L'article 706-14-1 dispose :
L'article 706-14 est applicable à toute personne victime de la destruction par incendie d'un véhicule terrestre à moteur lui appartenant qui justifie au moment des faits avoir satisfait aux dispositions du code de la route relatives au certificat d'immatriculation et au contrôle technique ainsi qu'aux obligations prévues à l'article L211-1 du code des assurances, sans qu'elle ait à établir qu'elle se trouve dans une situation matérielle ou psychologique grave ; elle peut alors bénéficier d'une indemnité lorsque ses ressources ne dépassent pas 1, 5 fois le plafond prévu par le premier alinéa de l'article 706-14.
La commission d'indemnisation des victimes a fait une juste application à l'espèce de ces textes en énonçant que l'article 706-14-1 du code de procédure pénale posait le principe d'une indemnisation intégrale des dommages subis par M. X..., y compris donc le préjudice moral lié aux tracas psychiques et matériels résultant de la destruction volontaire du véhicule, de la privation momentanée d'un moyen de locomotion, et des démarches pour s'en procurer un autre. Compte tenu de ces circonstances, de l'âge de M. X...et de ses revenus au moment des faits la cour évalue ce préjudice à la somme réclamée de 1 500 euros.
M. X...soutient que son assurance a sous-estimé la valeur de son véhicule en l'indemnisant à hauteur de 1 430 euros. Il ne donne cependant aucune explication à ce sujet et ne verse aucune pièce au soutien de son affirmation. Compte tenu qu'aux termes du certificat d'immatriculation et du rapport d'expertise le véhicule Volkswagen Polo diesel incendié avait été mis en circulation en 1998 soit 14 ans auparavant et avait parcouru 320 000 kms, rien ne permet à la cour d'estimer que l'indemnisation par l'assureur a été insuffisante. M. X...sera débouté de sa demande de ce chef.
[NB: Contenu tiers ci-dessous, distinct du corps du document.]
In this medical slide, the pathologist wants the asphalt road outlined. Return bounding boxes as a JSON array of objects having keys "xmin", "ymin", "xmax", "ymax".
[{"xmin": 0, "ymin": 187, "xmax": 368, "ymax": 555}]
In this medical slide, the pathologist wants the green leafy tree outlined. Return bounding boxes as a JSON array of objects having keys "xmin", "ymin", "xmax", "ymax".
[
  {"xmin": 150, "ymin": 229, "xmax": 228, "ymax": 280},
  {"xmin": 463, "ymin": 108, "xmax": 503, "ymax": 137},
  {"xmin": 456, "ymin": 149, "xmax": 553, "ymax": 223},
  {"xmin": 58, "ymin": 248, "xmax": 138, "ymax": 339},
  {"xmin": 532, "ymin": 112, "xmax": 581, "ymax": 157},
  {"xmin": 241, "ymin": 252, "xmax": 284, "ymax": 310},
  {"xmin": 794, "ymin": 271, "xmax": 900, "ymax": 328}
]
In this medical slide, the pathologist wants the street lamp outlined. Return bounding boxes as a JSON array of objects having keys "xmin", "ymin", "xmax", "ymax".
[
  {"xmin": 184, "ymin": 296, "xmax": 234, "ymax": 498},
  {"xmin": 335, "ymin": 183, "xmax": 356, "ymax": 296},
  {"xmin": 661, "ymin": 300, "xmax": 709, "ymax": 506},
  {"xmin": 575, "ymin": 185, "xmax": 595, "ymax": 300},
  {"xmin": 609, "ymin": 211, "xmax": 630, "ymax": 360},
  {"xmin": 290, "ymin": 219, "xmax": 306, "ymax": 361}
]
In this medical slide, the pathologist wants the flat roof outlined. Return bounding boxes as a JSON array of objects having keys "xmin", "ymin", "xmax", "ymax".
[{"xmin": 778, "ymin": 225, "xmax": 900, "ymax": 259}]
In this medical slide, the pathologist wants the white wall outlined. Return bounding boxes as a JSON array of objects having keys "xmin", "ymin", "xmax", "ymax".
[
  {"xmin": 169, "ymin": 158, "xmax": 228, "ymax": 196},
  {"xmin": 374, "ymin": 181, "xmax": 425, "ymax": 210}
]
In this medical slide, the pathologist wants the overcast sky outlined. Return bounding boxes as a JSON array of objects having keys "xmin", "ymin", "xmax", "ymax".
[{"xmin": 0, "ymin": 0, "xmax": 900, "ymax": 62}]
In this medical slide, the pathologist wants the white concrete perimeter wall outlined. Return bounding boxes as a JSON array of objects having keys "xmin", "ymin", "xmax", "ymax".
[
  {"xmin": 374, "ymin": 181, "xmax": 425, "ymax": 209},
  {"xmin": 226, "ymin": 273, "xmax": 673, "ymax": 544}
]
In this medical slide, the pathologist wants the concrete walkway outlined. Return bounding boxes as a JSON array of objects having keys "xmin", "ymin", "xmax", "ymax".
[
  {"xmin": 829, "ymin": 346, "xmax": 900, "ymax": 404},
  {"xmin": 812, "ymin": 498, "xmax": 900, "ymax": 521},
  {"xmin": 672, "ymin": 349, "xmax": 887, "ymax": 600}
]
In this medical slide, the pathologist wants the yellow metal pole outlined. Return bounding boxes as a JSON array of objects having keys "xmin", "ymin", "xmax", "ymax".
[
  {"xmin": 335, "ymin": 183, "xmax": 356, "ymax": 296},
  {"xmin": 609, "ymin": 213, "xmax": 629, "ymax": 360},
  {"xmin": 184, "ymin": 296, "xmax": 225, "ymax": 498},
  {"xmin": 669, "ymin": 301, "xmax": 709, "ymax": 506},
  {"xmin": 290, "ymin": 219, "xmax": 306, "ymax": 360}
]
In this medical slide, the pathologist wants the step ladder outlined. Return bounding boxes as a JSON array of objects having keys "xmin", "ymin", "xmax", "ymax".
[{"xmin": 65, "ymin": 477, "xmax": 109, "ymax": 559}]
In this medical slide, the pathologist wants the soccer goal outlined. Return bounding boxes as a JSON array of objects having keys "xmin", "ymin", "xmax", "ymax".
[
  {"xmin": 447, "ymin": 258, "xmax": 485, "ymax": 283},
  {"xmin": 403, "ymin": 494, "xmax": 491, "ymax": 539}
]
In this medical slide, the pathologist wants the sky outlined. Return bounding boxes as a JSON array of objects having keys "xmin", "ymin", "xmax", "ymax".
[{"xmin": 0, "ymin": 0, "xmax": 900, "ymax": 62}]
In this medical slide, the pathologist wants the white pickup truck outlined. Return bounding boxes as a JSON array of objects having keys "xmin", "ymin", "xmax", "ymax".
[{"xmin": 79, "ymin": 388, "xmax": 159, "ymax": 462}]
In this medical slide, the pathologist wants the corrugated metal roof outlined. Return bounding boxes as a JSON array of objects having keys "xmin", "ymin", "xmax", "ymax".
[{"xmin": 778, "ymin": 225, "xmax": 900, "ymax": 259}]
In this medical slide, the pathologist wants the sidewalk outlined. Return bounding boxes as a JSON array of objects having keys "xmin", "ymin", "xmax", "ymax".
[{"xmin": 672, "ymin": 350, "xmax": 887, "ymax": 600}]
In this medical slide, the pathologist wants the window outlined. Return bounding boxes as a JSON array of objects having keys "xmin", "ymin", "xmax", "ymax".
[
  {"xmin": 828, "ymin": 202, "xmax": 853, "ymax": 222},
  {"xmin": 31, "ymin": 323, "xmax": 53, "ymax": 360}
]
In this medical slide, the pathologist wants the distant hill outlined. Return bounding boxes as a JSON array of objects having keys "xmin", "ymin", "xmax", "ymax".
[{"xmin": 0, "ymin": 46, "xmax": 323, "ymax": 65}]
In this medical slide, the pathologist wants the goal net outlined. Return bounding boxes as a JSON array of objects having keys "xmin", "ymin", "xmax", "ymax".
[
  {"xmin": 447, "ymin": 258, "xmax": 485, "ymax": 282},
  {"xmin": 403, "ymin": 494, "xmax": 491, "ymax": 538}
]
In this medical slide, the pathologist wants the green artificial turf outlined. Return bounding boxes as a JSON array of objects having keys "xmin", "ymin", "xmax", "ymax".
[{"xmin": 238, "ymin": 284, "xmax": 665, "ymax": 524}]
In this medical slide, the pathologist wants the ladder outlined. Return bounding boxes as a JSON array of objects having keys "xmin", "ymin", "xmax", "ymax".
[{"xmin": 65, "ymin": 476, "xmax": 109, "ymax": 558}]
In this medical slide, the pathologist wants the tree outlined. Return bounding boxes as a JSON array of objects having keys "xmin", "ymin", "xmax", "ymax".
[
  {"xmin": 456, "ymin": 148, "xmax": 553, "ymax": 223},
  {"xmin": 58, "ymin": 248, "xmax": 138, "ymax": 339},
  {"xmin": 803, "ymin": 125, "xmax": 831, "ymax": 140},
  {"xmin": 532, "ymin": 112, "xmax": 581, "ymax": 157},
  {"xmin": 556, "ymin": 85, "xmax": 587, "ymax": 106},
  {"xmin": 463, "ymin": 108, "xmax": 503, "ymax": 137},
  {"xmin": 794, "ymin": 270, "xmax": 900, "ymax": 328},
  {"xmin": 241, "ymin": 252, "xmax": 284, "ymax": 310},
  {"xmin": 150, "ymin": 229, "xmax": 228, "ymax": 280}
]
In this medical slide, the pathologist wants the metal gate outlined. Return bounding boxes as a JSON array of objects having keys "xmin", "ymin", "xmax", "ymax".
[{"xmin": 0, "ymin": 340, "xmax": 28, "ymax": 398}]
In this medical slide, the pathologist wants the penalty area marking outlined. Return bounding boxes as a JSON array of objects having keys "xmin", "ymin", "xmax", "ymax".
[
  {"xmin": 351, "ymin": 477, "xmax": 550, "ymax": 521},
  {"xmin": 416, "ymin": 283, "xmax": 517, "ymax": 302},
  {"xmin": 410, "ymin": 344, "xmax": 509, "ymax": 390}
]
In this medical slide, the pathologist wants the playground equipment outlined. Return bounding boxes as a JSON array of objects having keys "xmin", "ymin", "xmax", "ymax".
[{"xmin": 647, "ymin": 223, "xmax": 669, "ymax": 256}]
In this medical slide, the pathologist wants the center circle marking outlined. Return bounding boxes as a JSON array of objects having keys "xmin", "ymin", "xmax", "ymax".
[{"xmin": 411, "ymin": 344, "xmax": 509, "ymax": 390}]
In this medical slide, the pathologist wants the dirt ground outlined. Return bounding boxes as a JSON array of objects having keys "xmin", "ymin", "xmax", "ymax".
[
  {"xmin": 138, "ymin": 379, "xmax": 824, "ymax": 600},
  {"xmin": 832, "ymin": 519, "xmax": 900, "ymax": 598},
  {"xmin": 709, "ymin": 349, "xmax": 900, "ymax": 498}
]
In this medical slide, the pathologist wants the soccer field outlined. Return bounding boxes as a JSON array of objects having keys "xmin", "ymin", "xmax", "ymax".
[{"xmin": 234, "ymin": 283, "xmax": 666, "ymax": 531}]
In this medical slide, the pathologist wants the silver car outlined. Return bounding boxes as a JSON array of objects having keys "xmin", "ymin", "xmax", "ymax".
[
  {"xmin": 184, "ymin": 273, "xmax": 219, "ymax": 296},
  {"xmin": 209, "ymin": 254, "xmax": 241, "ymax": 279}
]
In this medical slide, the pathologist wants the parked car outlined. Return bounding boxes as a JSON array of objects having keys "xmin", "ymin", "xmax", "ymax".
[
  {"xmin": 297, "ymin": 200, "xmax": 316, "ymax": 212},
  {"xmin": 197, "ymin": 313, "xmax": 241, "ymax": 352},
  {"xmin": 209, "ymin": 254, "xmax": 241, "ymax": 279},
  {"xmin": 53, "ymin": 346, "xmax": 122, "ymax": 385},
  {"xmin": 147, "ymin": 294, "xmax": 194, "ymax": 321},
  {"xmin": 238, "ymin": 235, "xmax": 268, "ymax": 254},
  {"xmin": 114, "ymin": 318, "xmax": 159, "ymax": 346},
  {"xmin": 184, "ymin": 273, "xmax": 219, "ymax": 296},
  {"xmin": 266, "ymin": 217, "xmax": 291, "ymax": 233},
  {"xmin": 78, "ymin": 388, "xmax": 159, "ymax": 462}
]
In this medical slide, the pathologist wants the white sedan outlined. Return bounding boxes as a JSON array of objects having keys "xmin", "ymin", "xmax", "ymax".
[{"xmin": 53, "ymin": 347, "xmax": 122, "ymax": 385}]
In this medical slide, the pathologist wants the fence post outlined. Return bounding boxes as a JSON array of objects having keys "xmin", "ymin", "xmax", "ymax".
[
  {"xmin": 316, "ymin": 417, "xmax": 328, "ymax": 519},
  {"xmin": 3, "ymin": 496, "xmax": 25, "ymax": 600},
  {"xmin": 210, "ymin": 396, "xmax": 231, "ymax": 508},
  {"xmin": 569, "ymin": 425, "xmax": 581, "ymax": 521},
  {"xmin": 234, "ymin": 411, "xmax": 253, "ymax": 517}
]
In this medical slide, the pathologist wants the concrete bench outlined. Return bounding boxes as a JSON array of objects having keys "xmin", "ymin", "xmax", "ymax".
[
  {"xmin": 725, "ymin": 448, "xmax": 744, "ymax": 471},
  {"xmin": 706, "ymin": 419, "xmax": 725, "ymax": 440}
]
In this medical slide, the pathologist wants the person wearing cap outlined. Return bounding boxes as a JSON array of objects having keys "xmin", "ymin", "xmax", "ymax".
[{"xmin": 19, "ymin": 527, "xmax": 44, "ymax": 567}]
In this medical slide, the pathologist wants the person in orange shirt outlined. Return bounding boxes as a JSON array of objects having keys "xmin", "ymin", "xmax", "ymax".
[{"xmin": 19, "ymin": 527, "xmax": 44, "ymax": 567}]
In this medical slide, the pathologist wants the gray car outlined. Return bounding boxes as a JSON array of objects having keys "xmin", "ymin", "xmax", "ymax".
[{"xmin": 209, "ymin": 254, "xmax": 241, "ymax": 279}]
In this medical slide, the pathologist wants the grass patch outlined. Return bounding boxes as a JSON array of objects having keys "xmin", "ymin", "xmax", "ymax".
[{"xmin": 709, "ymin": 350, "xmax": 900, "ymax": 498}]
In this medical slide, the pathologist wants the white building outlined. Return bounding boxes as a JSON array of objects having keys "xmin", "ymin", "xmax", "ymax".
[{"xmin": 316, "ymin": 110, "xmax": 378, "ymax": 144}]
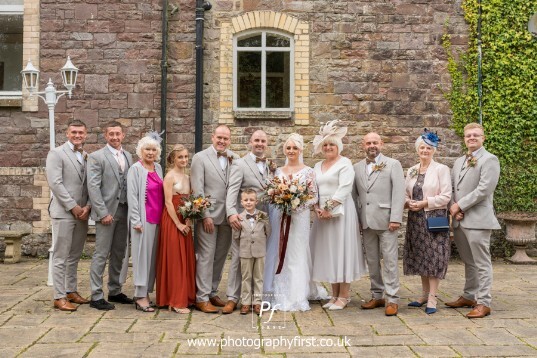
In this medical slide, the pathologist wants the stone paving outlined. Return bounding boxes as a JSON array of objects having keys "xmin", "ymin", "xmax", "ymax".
[{"xmin": 0, "ymin": 259, "xmax": 537, "ymax": 357}]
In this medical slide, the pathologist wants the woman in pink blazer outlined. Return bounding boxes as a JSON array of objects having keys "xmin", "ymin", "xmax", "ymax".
[{"xmin": 403, "ymin": 129, "xmax": 451, "ymax": 314}]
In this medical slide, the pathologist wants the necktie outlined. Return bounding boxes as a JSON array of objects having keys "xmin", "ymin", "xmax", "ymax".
[{"xmin": 116, "ymin": 150, "xmax": 125, "ymax": 172}]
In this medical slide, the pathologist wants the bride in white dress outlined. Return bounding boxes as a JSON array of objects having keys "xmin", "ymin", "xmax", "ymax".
[{"xmin": 266, "ymin": 133, "xmax": 327, "ymax": 311}]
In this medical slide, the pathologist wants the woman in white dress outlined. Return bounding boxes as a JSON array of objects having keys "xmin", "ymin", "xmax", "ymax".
[
  {"xmin": 267, "ymin": 133, "xmax": 326, "ymax": 311},
  {"xmin": 311, "ymin": 121, "xmax": 367, "ymax": 310}
]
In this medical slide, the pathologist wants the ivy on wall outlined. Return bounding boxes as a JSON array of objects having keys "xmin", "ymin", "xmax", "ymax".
[{"xmin": 444, "ymin": 0, "xmax": 537, "ymax": 212}]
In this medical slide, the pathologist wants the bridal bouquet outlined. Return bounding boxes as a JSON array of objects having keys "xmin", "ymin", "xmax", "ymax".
[
  {"xmin": 177, "ymin": 195, "xmax": 211, "ymax": 220},
  {"xmin": 263, "ymin": 177, "xmax": 313, "ymax": 215}
]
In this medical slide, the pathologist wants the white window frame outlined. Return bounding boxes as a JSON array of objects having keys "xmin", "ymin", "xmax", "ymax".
[
  {"xmin": 233, "ymin": 29, "xmax": 295, "ymax": 112},
  {"xmin": 0, "ymin": 4, "xmax": 24, "ymax": 99}
]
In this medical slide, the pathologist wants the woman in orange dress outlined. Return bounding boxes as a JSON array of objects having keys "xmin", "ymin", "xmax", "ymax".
[{"xmin": 157, "ymin": 144, "xmax": 196, "ymax": 313}]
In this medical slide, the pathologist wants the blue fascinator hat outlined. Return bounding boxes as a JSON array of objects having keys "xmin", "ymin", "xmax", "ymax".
[{"xmin": 421, "ymin": 128, "xmax": 440, "ymax": 148}]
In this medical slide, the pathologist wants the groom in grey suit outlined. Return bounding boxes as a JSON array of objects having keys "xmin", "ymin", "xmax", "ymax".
[
  {"xmin": 446, "ymin": 123, "xmax": 500, "ymax": 318},
  {"xmin": 190, "ymin": 125, "xmax": 238, "ymax": 313},
  {"xmin": 45, "ymin": 120, "xmax": 91, "ymax": 311},
  {"xmin": 353, "ymin": 133, "xmax": 405, "ymax": 316},
  {"xmin": 88, "ymin": 121, "xmax": 133, "ymax": 310},
  {"xmin": 222, "ymin": 130, "xmax": 271, "ymax": 314}
]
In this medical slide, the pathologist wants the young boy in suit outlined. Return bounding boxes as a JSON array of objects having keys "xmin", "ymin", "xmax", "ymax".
[{"xmin": 233, "ymin": 188, "xmax": 270, "ymax": 315}]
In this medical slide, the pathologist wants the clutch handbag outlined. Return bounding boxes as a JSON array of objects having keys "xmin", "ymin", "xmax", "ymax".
[{"xmin": 427, "ymin": 216, "xmax": 449, "ymax": 232}]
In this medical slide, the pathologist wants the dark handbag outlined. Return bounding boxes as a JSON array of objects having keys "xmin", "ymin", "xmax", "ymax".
[{"xmin": 427, "ymin": 216, "xmax": 449, "ymax": 232}]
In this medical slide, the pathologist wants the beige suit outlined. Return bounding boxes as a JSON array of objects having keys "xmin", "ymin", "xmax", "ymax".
[
  {"xmin": 233, "ymin": 210, "xmax": 271, "ymax": 305},
  {"xmin": 353, "ymin": 154, "xmax": 405, "ymax": 303},
  {"xmin": 45, "ymin": 142, "xmax": 88, "ymax": 299},
  {"xmin": 226, "ymin": 153, "xmax": 269, "ymax": 302},
  {"xmin": 190, "ymin": 146, "xmax": 238, "ymax": 302},
  {"xmin": 451, "ymin": 147, "xmax": 500, "ymax": 307}
]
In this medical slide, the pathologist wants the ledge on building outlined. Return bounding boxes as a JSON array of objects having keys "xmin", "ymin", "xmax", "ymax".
[{"xmin": 233, "ymin": 110, "xmax": 293, "ymax": 120}]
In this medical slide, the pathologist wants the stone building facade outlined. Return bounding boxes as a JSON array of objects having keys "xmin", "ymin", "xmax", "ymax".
[{"xmin": 0, "ymin": 0, "xmax": 467, "ymax": 254}]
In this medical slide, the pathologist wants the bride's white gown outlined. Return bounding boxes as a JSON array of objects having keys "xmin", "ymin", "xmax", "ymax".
[{"xmin": 265, "ymin": 167, "xmax": 328, "ymax": 311}]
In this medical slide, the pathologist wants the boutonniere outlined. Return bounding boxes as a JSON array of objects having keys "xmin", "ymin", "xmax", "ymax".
[
  {"xmin": 267, "ymin": 159, "xmax": 278, "ymax": 174},
  {"xmin": 466, "ymin": 154, "xmax": 477, "ymax": 167},
  {"xmin": 372, "ymin": 162, "xmax": 386, "ymax": 173}
]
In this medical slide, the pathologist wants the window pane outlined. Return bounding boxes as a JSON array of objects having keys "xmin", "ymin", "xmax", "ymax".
[
  {"xmin": 267, "ymin": 34, "xmax": 290, "ymax": 47},
  {"xmin": 266, "ymin": 52, "xmax": 291, "ymax": 108},
  {"xmin": 237, "ymin": 35, "xmax": 261, "ymax": 47},
  {"xmin": 237, "ymin": 52, "xmax": 261, "ymax": 108},
  {"xmin": 0, "ymin": 14, "xmax": 22, "ymax": 91}
]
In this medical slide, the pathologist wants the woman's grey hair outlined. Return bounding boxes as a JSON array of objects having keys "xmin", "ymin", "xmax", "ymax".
[
  {"xmin": 414, "ymin": 135, "xmax": 436, "ymax": 154},
  {"xmin": 136, "ymin": 136, "xmax": 162, "ymax": 162}
]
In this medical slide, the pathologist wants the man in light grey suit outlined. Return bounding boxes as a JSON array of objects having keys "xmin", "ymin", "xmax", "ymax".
[
  {"xmin": 446, "ymin": 123, "xmax": 500, "ymax": 318},
  {"xmin": 45, "ymin": 120, "xmax": 91, "ymax": 311},
  {"xmin": 190, "ymin": 125, "xmax": 238, "ymax": 313},
  {"xmin": 222, "ymin": 130, "xmax": 274, "ymax": 314},
  {"xmin": 353, "ymin": 133, "xmax": 405, "ymax": 316},
  {"xmin": 88, "ymin": 121, "xmax": 133, "ymax": 310}
]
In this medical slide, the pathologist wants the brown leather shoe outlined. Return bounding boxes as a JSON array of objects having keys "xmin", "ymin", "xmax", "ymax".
[
  {"xmin": 222, "ymin": 300, "xmax": 237, "ymax": 314},
  {"xmin": 196, "ymin": 301, "xmax": 218, "ymax": 313},
  {"xmin": 466, "ymin": 304, "xmax": 491, "ymax": 318},
  {"xmin": 444, "ymin": 296, "xmax": 477, "ymax": 308},
  {"xmin": 67, "ymin": 292, "xmax": 90, "ymax": 305},
  {"xmin": 384, "ymin": 302, "xmax": 399, "ymax": 316},
  {"xmin": 209, "ymin": 296, "xmax": 226, "ymax": 307},
  {"xmin": 54, "ymin": 298, "xmax": 77, "ymax": 312},
  {"xmin": 360, "ymin": 298, "xmax": 386, "ymax": 310},
  {"xmin": 241, "ymin": 305, "xmax": 251, "ymax": 314}
]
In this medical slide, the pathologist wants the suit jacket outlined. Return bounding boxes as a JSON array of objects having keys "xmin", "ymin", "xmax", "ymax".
[
  {"xmin": 451, "ymin": 147, "xmax": 500, "ymax": 229},
  {"xmin": 190, "ymin": 147, "xmax": 239, "ymax": 225},
  {"xmin": 232, "ymin": 210, "xmax": 271, "ymax": 259},
  {"xmin": 45, "ymin": 142, "xmax": 88, "ymax": 219},
  {"xmin": 87, "ymin": 146, "xmax": 132, "ymax": 221},
  {"xmin": 226, "ymin": 153, "xmax": 269, "ymax": 217},
  {"xmin": 353, "ymin": 154, "xmax": 405, "ymax": 230},
  {"xmin": 405, "ymin": 160, "xmax": 453, "ymax": 211}
]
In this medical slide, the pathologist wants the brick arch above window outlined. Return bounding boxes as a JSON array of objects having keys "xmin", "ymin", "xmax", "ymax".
[{"xmin": 218, "ymin": 11, "xmax": 310, "ymax": 125}]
La décision déférée devra en conséquence être réformée sur le montant de l'indemnisation accordée à M. X...qui sera ramenée à la somme de 1 500 euros.
Il serait inéquitable de laisser à M. X...les frais irrépétibles qu'il a dû exposer en première instance. La disposition qui lui a alloué la somme de 300 euros à ce titre sera confirmée.
PAR CES MOTIFS,
LA COUR :
Réforme la décision déférée sur le montant de l'indemnisation du préjudice subi par M. X...,
Statuant à nouveau,
Fixe le montant de l'indemnisation à la somme de MILLE CINQ CENTS EUROS (1 500 euros),
Confirme la décision en ses autres dispositions,
Y ajoutant,
Déboute les parties du surplus de leurs demandes,
Laisse les dépens à la charge de l'Etat.